Adapun bentuk-bentuk mudharabah yang dilakukan dalam perbankan syariah dari penghimpunan dan penyaluran dana adalah:
Tabungan Mudharabah. Yaitu, simpanan pihak ketiga yang penarikannya dapat dilakukan setiap saat atau beberapa kali sesuai perjanjian.  
Deposito Mudharabah, merupakan investasi melalui simpanan pihak ketiga (perseorangan atau badan hukum) yang penarikannya hanya dapat dilakukan dalam jangka waktu tertentu (jatuh tempo), dengan mendapat imbalan bagi hasil.
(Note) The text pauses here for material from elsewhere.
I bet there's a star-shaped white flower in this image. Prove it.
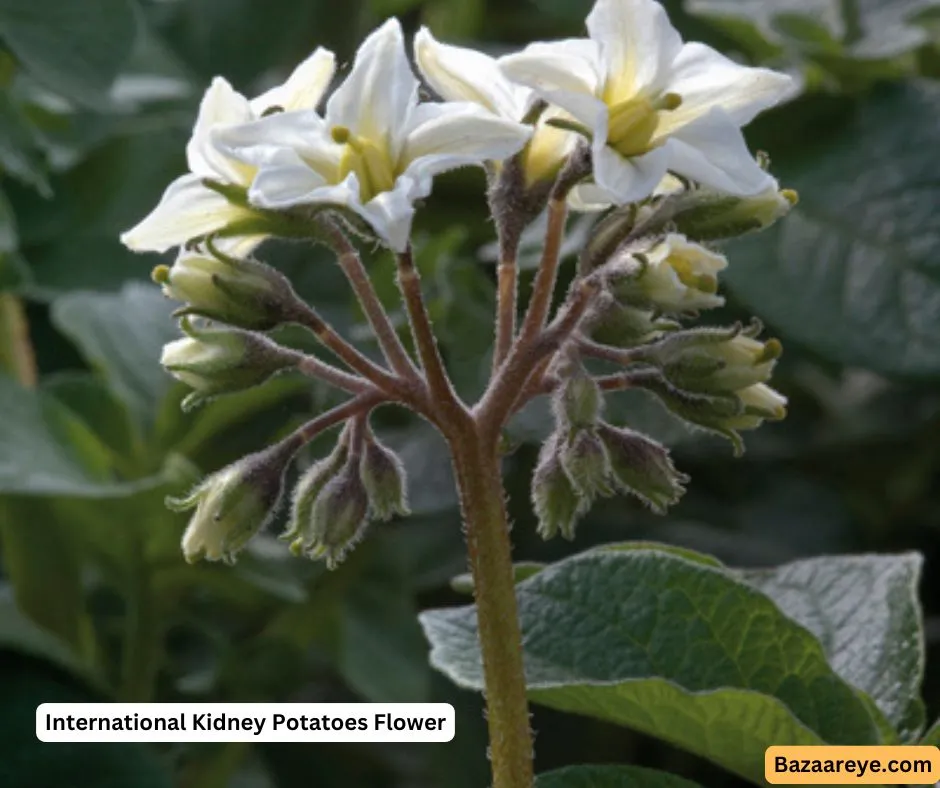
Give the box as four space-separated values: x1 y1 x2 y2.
500 0 793 204
213 19 531 251
121 49 335 252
Perhitungan bagi hasil nasabah
Menghitung jumlah pendapatan dibagikan untuk masing-masing dana:
Tabungan : (150.000/550.000) x 9.400 = 2.564
Deposito 1 bulan : (50.000/550.000) x 9.400 = 855
Deposito 3 bulan : (40.000/550.000) x 9.400 = 684
Deposito 6 bulan : (175.000/550.000) x 9.400 = 2.991
Deposito 12 bulan : (75.000/550.000) x 9.400 = 1.282
Sistem bagi hasil yang diterapkan di dalam perbankan syari'ah terbagi kepada dua sistem, yaitu; pertama. Profit Sharing yaitu sistem bagi hasil yang didasarkan pada hasil bersih dari pendapatan yang diterima atas kerjasama usaha, setelah dilakukan pengurangan-pengurangan atas beban biaya selama proses usaha tersebut. Kedua. Revenue Sharing adalah sistem bagi hasil yang didasarkan kepada total seluruh pendapatan yang diterima sebelum dikurangi dengan biaya-biaya yang telah dikeluarkan untuk memperoleh pendapatan tersebut.